Suara angin malam berhembus, ia pun merapal sholawat dan ayat kursi. Ia pun tidak menengok ke belakang. Hingga akhirnya ia dihadang oleh pemuda preman.
"Cantik!" goda beberapa pemuda yang mengelilingi Lara.
"Pergi!" teriak Lara sambil berjongkok.
BAM BAM BAM
Seorang lelaki mulai menghajar pemuda-pemuda berandal yang mau berbuat jahat terhadap Lara.
"Mbak, kamu sudah aman," ucapnya.
Lara pun menangis sambil memeluk kedua lututnya. Ia merasakan ketakutan setengah mati.
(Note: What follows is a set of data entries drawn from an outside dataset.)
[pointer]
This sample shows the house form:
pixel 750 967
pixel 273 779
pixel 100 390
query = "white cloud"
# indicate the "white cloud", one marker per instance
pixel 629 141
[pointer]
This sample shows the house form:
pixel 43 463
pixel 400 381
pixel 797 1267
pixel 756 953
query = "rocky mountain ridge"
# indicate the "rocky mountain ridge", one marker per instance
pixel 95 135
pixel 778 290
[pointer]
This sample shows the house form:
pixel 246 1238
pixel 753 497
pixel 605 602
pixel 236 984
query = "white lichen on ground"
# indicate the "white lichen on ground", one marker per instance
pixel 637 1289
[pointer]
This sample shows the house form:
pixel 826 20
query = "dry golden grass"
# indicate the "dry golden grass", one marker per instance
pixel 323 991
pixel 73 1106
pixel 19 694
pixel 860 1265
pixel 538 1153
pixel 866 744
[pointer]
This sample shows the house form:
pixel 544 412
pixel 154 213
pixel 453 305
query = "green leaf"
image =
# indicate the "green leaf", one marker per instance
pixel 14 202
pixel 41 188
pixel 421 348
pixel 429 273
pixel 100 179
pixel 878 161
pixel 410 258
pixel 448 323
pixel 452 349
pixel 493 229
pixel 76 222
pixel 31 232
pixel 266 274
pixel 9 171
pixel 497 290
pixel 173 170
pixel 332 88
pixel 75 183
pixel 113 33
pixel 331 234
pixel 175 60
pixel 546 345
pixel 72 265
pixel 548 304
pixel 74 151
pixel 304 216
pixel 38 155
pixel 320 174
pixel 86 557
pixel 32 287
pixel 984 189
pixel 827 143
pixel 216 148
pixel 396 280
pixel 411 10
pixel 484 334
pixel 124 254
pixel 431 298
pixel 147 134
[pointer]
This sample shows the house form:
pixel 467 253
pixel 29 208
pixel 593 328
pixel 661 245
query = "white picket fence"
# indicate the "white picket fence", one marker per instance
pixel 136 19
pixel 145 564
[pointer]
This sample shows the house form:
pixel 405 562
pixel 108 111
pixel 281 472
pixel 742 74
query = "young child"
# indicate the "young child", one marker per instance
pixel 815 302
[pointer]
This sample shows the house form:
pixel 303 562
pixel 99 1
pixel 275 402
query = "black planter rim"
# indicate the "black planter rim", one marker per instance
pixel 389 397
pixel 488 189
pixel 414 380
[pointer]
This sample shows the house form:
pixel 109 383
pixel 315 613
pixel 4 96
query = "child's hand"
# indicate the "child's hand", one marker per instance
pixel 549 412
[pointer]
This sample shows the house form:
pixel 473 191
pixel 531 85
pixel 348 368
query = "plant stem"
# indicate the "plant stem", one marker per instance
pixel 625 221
Ia bahkan merasa mengingat kakak tirinya yang hampir menodainya.
Lelaki itu ikut mengulurkan tangan kanannya, ia seolah ingin berbuat baik kepada Lara.
Isak tangis Lara mulai redam, ia mendongak ke atas.
"Ya Allah dia benar-benar malaikat tanpa sayap yang selalu menolongku," ucap Lara dalam hati kecilnya.
Lara pun meraih tangan kanan lelaki itu, ia mulai berdiri.
"Terima kasih," ucap Lara seraya menyeka air matanya.
"Apa boleh aku mengantarmu?"
Lara pun mengangguk, ia merasa kalau lebih baik diantar daripada ia harus bertemu pemuda-pemuda berandalan.
Mereka berjalan beriringan. Lelaki itu hanya diam sambil mengikuti petunjuk dari Lara.
"Ya Allah terima kasih engkau telah mempertemukanku dengan orang baik," ucap Lara dalam hati kecilnya.
Lara merasa tenang, karena berada di dekat pria yang menolongnya.
---
Haslan sedikit kecewa, karena ia belum bisa meyakinkan Lara untuk kembali dan memaafkannya.
"SIAL!"
Haslan pun menendang sebuah kaleng minuman dengan kakinya.
"AUWWW!"
Seorang wanita bertubuh besar dengan lemak-lemak menoleh ke Haslan.
"Sialan! mampus!"
Haslan pun berlari cepat, ia takut dengan wanita bertubuh super besar.
---
Kara masih saja ngedumel, ia pusing mencari Haslan yang hilang tanpa permisi. Ia menyerah dan berdiri di sebelah mobil Haslan.
"Kara, ayo cepat masuk," ucap Haslan terbata-bata akibat merathon dadakan di kejar oleh wanita itu.
Kara pun masuk ke dalam mobil Haslan.
"Haslan, ada apa sich?"
"Nggak usah bawel, kalau nanya nanti aja. Kita harus secepatnya pergi."
Haslan mulai menyalakan mesin mobilnya, lalu ia mulai mengegas pol mobilnya, agar wanita itu tidak bisa mengejar dirinya.
"Haslan, kamu ke mana aja?"
"Ih, nyebelin. Ditanya malah diem aja."
"Sebel dech aku sama kamu Haslan!"
Kara melipat kedua tangannya di atas dada. Ia merasa kesal dengan Haslan. Bibirnya mulai manyun.